Gr 11 Up—This book has the pacing of a Stephen King movie, and it never lets up on the gruesomeness. Ry Burke's boyhood was riddled with brutal abuse and near death at the ruthless hand of a father whom he referred to as the monster. As Ry became older, his father's violence intensified. Then one morning, after being told not to bother his mother because she was sick, Ry knew that something was wrong and proceeded to investigate. What he saw caused him to make a courageous decision that would forever change his life and his family's. Flash-forward some years later to the '80s, and readers find 19-year-old Ry's father in prison and his mother and younger sister using the countdown to a forthcoming meteorite crash as a diversion from the grim existence on their barren family farm.

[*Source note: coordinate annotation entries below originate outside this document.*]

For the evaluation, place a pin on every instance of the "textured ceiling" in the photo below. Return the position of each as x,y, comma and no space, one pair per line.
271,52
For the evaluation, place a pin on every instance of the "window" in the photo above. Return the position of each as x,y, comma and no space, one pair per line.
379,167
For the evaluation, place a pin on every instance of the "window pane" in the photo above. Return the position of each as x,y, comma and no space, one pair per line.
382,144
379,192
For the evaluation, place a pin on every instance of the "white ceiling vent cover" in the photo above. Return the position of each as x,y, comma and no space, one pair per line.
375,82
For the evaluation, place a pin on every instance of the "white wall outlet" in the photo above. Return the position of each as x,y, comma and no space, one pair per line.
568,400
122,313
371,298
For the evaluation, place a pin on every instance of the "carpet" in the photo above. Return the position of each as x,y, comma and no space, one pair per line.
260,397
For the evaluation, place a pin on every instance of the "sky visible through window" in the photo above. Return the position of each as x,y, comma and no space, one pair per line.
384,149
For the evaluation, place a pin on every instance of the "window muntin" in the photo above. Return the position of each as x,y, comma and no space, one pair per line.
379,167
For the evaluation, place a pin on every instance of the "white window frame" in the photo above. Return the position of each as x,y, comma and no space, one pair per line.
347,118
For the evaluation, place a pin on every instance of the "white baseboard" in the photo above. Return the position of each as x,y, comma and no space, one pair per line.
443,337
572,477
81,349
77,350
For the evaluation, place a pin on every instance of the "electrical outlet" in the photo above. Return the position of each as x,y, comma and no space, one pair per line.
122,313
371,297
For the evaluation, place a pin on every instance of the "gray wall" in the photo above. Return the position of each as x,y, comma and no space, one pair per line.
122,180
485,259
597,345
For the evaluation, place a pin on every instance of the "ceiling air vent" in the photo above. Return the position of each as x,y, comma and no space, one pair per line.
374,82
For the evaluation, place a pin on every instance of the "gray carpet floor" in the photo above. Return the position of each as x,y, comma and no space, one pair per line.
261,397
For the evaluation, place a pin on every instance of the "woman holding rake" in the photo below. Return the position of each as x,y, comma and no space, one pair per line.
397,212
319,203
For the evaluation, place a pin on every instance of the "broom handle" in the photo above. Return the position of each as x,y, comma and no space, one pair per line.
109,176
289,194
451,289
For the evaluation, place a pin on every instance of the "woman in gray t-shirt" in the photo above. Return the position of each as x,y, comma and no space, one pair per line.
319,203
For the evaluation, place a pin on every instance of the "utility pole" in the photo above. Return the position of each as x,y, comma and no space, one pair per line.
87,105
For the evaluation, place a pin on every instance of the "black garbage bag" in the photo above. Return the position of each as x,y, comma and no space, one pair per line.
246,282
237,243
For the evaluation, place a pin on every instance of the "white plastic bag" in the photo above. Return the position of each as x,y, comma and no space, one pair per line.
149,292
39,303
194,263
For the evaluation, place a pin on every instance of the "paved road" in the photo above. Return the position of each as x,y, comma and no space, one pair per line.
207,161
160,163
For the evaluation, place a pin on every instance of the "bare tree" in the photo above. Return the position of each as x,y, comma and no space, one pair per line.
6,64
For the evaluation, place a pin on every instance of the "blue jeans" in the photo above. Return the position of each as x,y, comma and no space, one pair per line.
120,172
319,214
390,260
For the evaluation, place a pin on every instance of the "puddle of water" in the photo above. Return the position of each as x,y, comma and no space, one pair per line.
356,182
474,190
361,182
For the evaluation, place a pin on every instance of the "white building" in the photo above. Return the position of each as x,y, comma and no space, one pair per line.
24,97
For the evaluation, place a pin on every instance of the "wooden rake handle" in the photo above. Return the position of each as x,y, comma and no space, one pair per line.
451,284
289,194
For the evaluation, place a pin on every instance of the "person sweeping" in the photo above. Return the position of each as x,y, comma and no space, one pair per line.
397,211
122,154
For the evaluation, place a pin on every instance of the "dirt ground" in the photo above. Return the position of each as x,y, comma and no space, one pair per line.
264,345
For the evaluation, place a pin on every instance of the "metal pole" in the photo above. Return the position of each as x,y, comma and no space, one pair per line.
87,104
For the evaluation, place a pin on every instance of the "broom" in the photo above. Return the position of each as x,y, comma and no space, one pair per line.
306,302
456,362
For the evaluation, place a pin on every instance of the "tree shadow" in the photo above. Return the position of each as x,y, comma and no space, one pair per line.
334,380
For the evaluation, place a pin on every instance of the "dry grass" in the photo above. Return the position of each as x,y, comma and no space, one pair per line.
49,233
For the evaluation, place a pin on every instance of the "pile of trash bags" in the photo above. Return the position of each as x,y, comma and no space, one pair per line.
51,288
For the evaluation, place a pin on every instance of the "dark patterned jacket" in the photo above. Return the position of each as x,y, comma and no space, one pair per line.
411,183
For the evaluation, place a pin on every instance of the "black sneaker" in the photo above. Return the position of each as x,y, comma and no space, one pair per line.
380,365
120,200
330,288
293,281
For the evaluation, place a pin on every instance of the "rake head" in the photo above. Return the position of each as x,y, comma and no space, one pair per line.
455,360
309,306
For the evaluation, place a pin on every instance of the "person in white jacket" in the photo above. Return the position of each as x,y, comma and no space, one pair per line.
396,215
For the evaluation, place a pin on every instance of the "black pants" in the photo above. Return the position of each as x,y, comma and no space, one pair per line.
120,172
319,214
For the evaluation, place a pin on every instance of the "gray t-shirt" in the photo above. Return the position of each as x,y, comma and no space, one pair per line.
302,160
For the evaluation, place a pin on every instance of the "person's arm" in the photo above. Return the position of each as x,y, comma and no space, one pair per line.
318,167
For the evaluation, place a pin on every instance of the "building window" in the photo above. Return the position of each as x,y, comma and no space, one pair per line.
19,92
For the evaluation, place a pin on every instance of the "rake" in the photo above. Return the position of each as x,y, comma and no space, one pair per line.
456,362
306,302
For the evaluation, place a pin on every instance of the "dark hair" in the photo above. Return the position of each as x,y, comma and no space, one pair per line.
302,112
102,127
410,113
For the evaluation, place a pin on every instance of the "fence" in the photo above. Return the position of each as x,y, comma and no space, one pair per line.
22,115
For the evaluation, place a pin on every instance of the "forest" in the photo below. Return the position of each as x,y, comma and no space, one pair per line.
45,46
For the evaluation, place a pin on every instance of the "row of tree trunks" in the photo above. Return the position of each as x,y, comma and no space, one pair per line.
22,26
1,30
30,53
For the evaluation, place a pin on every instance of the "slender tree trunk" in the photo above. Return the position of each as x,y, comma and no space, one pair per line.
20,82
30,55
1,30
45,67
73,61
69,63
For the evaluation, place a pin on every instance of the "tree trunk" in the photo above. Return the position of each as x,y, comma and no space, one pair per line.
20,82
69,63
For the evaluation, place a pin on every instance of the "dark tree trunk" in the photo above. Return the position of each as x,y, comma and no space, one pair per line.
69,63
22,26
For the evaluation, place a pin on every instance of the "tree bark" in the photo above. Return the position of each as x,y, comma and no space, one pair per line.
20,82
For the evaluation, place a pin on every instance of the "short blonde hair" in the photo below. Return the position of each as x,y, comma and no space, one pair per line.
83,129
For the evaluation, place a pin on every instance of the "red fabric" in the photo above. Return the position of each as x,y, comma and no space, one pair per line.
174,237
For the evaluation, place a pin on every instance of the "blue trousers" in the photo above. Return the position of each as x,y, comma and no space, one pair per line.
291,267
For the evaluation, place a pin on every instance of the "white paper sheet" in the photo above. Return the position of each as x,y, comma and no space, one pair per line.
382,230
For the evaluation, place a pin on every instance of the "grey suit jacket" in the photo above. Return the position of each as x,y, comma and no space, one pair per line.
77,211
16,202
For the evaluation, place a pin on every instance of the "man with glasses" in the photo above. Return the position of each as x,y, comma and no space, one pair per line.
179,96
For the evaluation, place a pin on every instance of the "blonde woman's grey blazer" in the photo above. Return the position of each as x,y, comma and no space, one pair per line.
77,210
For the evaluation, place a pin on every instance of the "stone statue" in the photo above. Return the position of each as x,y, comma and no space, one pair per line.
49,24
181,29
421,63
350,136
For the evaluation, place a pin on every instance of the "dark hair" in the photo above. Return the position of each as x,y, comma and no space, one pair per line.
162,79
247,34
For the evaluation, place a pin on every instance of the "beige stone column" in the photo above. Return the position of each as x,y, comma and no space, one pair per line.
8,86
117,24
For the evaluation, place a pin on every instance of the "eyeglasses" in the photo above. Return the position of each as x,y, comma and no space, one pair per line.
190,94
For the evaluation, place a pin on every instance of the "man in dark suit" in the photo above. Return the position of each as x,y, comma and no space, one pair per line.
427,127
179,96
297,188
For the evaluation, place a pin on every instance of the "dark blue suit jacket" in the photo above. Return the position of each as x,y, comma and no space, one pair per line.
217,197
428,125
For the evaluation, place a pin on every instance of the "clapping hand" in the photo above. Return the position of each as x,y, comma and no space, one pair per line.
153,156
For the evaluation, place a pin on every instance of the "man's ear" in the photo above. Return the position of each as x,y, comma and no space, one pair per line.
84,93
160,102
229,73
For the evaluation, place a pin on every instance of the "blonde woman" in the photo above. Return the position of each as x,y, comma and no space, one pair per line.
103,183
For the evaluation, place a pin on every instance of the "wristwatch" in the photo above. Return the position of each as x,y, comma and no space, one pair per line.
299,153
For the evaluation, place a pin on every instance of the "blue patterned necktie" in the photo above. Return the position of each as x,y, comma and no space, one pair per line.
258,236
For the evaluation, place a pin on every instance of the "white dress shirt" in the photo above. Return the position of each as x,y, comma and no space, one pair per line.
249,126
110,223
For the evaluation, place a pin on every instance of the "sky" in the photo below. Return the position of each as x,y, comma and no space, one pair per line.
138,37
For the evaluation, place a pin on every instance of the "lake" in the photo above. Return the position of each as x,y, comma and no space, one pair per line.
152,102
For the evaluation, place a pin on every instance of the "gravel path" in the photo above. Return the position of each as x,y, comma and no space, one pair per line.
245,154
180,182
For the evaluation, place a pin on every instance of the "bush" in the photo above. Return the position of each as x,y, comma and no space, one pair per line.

When they find out that there was an explosion at the prison and that the father has escaped and is headed home to seek revenge, the news shatters Ry's fragile psyche, forcing him to resurrect a trio of imaginary childhood friends (the all-knowing Jesus Christ, kind and gentle Mr. Furrington, and bloodthirsty Scowler) for protective support. The metaphor of the meteorite countdown enhances the tense, dark, and creepy chill factor of this gritty, well-written thriller. It's a perfect choice for mature horror readers who are looking to bridge the gap between YA and adult selections.—Sabrina Carnesi, Crittenden Middle School, Newport News, VA
A gripping horror-thriller that is evocative of some of Stephen King’s best work but has a voice and twisted perspective all its own. Daniel Kraus takes care in the opening chapters to establish a rich setting and complex characters, including pensive Ry, his endearing kid sister, and his troubled mother. A subtle and rising tension underlies these scenes and is amplified by chapter headings that count down to the impending impact of several small meteorites speeding toward their rural Iowa town. The arrival of an escaped prisoner with disturbing tales of Ry’s imprisoned father, Marvin, sets the enthralling central story into motion. Kraus’s plotting is masterful, with surprising twists, eerie parallels, and scenes of terror meted out for maximum effect. Marvin is a compelling and disturbing figure, prone to bouts of madness and grotesque violence (“Merchants and neighbors alike . . . suspected the man was a horror and they were right.”). Consequently, readers may find certain scenes challenging. However, Marvin’s actions—and Ry’s attempts to thwart them—raise vital questions regarding the nature of evil. Ry’s struggle against his demented father takes a mesmerizing psychological turn when the arrival of one of the meteorites upsets Ry’s delicate mental state. His psyche fragments into three parts, corresponding to a group of imaginary friends he used to survive his dad’s violence when he was much younger. Ry transforms as he listens to the sometimes conflicting counsels of kind Mr. Furrington, wise Jesus, and violent Scowler, and the result is a fascinating inner and outer battle for survival.